Using an instant-read thermometer is the best way: the internal temperature should be 165°F. The skin should be crispy and golden, and juices should run clear when pierced.
Final Thoughts
This Sheet-Pan Miso Chicken & Sweet Potatoes Recipe has truly become a staple in my kitchen because it’s so flavorful, hands-off, and perfect any night of the week. I love how it never feels like a boring roast chicken dinner thanks to that miso glaze and chili crisp kick. I really hope you give it a try and enjoy the same “wow” moments I feel every time I make it. Trust me, once you make this, you’ll find it’s one of those dishes you’ll want to lean on often when you crave something comforting but don’t want a ton of fuss.
PrintSheet-Pan Miso Chicken & Sweet Potatoes Recipe
- Prep Time: 10 mins
- Cook Time: 35 mins
- Total Time: 50 mins
- Yield: 4 servings
- Category: Main Dish
- Method: Baking
- Cuisine: Asian Fusion
Description
This Sheet-Pan Miso Chicken & Sweet Potatoes recipe offers a deliciously balanced meal by roasting tender, skin-on chicken thighs alongside sweet, caramelized potatoes. Glazed in a flavorful miso, honey, and chili crisp marinade, this dish combines savory, sweet, and umami notes with an easy one-pan preparation perfect for weeknight dinners.
Ingredients
Miso Marinade
- 1 (1″) piece ginger, peeled, grated or finely chopped
- 3 cloves garlic, grated or finely chopped
- 2 Tbsp. chili crisp, plus more for serving
- 2 Tbsp. honey
- 2 Tbsp. white miso paste
- 1 Tbsp. rice wine vinegar
- 1 Tbsp. neutral oil, divided
Vegetables
- 1 lb. sweet potatoes, peeled, cut into 3/4″ pieces
- 2 small shallots, quartered
Chicken
- 4 bone-in, skin-on chicken thighs (about 2 lb.)
- Kosher salt
- Freshly ground black pepper
Garnish
- Chopped fresh cilantro, for serving
Instructions
- Preheat Oven and Prepare Baking Sheet: Arrange a rack in the center of your oven and preheat to 425°F (220°C). Place a baking sheet on the rack to preheat, which will help achieve better roasting results.

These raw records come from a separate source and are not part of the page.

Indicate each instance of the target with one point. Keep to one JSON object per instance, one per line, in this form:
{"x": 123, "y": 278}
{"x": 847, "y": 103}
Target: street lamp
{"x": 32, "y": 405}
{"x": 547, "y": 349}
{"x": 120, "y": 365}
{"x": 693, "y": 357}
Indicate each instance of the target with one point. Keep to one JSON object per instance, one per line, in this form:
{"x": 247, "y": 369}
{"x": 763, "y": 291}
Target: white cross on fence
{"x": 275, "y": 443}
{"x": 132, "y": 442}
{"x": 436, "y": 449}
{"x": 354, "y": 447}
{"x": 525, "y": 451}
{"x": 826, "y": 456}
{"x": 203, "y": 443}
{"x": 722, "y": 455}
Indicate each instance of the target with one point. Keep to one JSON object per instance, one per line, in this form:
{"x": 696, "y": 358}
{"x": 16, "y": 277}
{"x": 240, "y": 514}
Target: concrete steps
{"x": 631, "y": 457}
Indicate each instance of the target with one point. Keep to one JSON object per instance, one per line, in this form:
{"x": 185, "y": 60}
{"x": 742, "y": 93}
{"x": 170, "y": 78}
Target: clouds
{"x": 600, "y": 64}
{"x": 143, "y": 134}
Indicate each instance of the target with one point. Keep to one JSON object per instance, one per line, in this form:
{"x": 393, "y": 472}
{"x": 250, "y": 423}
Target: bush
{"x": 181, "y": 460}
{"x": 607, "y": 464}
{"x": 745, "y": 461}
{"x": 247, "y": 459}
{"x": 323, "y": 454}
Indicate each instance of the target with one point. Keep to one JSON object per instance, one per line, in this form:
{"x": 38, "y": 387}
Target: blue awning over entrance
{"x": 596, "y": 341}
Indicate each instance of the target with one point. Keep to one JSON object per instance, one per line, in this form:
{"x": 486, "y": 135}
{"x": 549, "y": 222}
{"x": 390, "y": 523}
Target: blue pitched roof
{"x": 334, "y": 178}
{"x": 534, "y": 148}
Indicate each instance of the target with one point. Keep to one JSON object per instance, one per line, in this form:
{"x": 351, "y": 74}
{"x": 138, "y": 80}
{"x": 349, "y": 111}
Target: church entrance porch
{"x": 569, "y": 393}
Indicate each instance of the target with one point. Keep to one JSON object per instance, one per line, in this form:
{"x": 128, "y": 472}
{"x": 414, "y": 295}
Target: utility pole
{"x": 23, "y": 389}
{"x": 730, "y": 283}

- Make Miso Mixture and Toss Vegetables: In a small bowl, combine the grated ginger, garlic, 2 tablespoons chili crisp, honey, white miso paste, rice wine vinegar, and 1 tablespoon of neutral oil. In a large bowl, add the peeled and cut sweet potatoes and quartered shallots. Pour half of the miso mixture over the vegetables, season with kosher salt, and toss to coat evenly.
- Arrange Vegetables on Baking Sheet: Carefully remove the hot baking sheet from the oven. Drizzle the remaining 1 teaspoon of oil over it. Spread the miso-coated sweet potatoes and shallots in a single even layer to ensure proper caramelization.
- Prepare Chicken: Pat the chicken thighs dry with paper towels to ensure crispy skin. Season both sides generously with kosher salt and freshly ground black pepper. Place the chicken in a large bowl and toss with the remaining miso mixture until fully coated.
- Add Chicken to Baking Sheet: Arrange the coated chicken thighs skin side up on the baking sheet alongside the vegetables in a single layer, leaving some space between pieces for proper roasting.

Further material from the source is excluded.